In deze zaak draait het om de vraag of de kantonrechter Ter Zake terecht hoofdelijk aansprakelijk heeft gehouden voor betaling van het loon van [verweerder] vanaf februari 2020 tot en met december 2020, vermeerderd met wettelijke verhoging en wettelijke rente. Ter Zake betwist dat de kantonrechter dat mocht doen op basis van artikel 7:616a BW. Volgens [verweerder] had de kantonrechter zijn aanspraak moeten toewijzen omdat hij een arbeidsovereenkomst met Ter Zake had.
Het hof is het eens met de kantonrechter, behalve voor zover hij Ter Zake heeft veroordeeld tot betaling van de wettelijke verhoging. Dat zal het hof hieronder uitleggen.
3 De beoordeling
De feiten
[verweerder] heeft een schriftelijke arbeidsovereenkomst gesloten met De Nationale Energie Wijzer B.V. (hierna: EW), ingaande 1 januari 2020 en voor de duur van één jaar, zonder tussentijdse opzegmogelijkheid. In de functie van sales manager werkte hij feitelijk ten behoeve van Ter Zake. Die vennootschap is opgericht op 17 januari 2020. Van beide vennootschappen was [B] in januari 2020 bestuurder. EW heeft het salaris van [verweerder] over januari 2020 betaald. Daarna heeft [verweerder] geen salaris meer ontvangen. [B] heeft op 18 maart 2020 aan [verweerder] meegedeeld dat hij òf diende te vertrekken, òf als zzp-er aan het werk kon blijven.
De procedure bij de kantonrechter
[verweerder] heeft een verzoekschrift ingediend dat zich richtte tegen EW en Ter Zake. Volgens [verweerder] was het van meet af aan de bedoeling dat hij, na oprichting van Ter Zake, bij die vennootschap in dienst zou komen. Hij heeft om een schriftelijk contract met Ter Zake gevraagd maar dat niet gekregen.

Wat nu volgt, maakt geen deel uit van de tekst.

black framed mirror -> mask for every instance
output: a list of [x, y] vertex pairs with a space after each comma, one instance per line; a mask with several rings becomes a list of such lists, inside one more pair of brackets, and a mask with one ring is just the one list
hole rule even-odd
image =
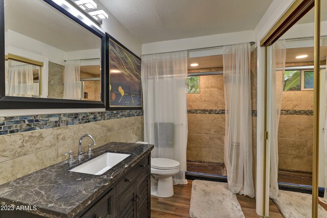
[[51, 0], [0, 0], [0, 109], [105, 108], [104, 40]]

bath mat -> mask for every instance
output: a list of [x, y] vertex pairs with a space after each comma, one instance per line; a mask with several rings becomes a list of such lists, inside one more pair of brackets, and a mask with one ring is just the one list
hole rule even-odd
[[[273, 201], [285, 218], [307, 218], [312, 216], [311, 195], [279, 190], [277, 199]], [[318, 213], [318, 217], [327, 217], [327, 211], [319, 205]]]
[[190, 216], [192, 218], [243, 218], [236, 195], [227, 183], [194, 180], [191, 194]]

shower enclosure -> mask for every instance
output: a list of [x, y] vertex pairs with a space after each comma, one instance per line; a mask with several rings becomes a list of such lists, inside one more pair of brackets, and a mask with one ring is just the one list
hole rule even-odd
[[[253, 45], [250, 57], [250, 75], [254, 182], [256, 153], [256, 47]], [[199, 65], [192, 67], [190, 65], [192, 63]], [[227, 182], [224, 160], [225, 106], [223, 55], [189, 58], [188, 65], [186, 178]]]

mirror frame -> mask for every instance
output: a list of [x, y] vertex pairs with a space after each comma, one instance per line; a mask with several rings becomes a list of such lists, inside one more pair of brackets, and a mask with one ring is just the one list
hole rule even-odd
[[0, 0], [0, 109], [56, 109], [56, 108], [105, 108], [105, 85], [106, 48], [105, 34], [95, 27], [86, 25], [77, 17], [57, 5], [52, 0], [43, 0], [49, 5], [76, 21], [82, 27], [99, 37], [101, 43], [101, 101], [76, 100], [6, 96], [5, 72], [5, 0]]

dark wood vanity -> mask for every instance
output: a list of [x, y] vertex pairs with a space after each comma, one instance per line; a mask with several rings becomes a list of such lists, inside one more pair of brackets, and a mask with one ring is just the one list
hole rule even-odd
[[[151, 212], [150, 159], [147, 156], [123, 176], [82, 217], [148, 217]], [[77, 217], [80, 215], [78, 215]]]
[[[82, 160], [75, 157], [73, 163], [61, 162], [1, 185], [0, 207], [14, 209], [0, 209], [0, 218], [149, 217], [153, 148], [110, 142]], [[70, 171], [108, 151], [129, 156], [101, 175]]]

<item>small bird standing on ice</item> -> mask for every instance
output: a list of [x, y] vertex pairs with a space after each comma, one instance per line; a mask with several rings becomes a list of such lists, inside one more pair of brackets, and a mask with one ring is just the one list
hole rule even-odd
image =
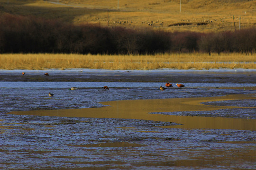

[verweerder] heeft de kantonrechter gevraagd om vernietiging van het ontslag en -voor zover in hoger beroep van belang- veroordeling van EW en Ter Zake tot tewerkstelling en salarisbetaling vanaf februari 2020 met wettelijke verhoging en wettelijke rente. Bovendien vroeg [verweerder] om voor recht te verklaren dat Ter Zake zijn feitelijk werkgever is. EW en Ter Zake dienden geen verweerschrift in.
Bij de mondelinge behandeling verscheen [B] alleen voor Ter Zake; van EW zou hij geen bestuurder meer zijn. De kantonrechter besloot dat EW opnieuw moest worden opgeroepen en hield de zaak tegen deze partij aan.
De kantonrechter heeft niet voor recht willen verklaren dat [verweerder] een arbeidsovereenkomst had met Ter Zake. [B] betwistte dat; Ter Zake was alleen opdrachtgever van EW. Verder heeft Ter Zake nooit een arbeidsovereenkomst met [verweerder] ondertekend of aan hem salaris betaald.
Wel heeft de kantonrechter op grond van de door Ter Zake gestelde opdracht aan EW geoordeeld dat Ter Zake tegenover [verweerder] hoofdelijk aansprakelijk is voor betaling van het loon. Ter Zake heeft niet aannemelijk gemaakt dat zij een beroep kon doen op de uitzondering voor deze aansprakelijkheid, vastgelegd in artikel 7:616a lid 2 BW.
De kantonrechter heeft Ter Zake veroordeeld tot betaling van € 3.200,- bruto per maand vanaf februari 2020 tot het rechtsgeldig einde van het dienstverband, te vermeerderen met wettelijke rente en wettelijke verhoging zolang en voor zover sprake is van een loonbetalingsachterstand. Deze veroordeling is hoofdelijk, zodat als EW heeft betaald, ook Ter Zake is gekweten.
Ter Zake is verder veroordeeld in de tot dan gemaakte proceskosten.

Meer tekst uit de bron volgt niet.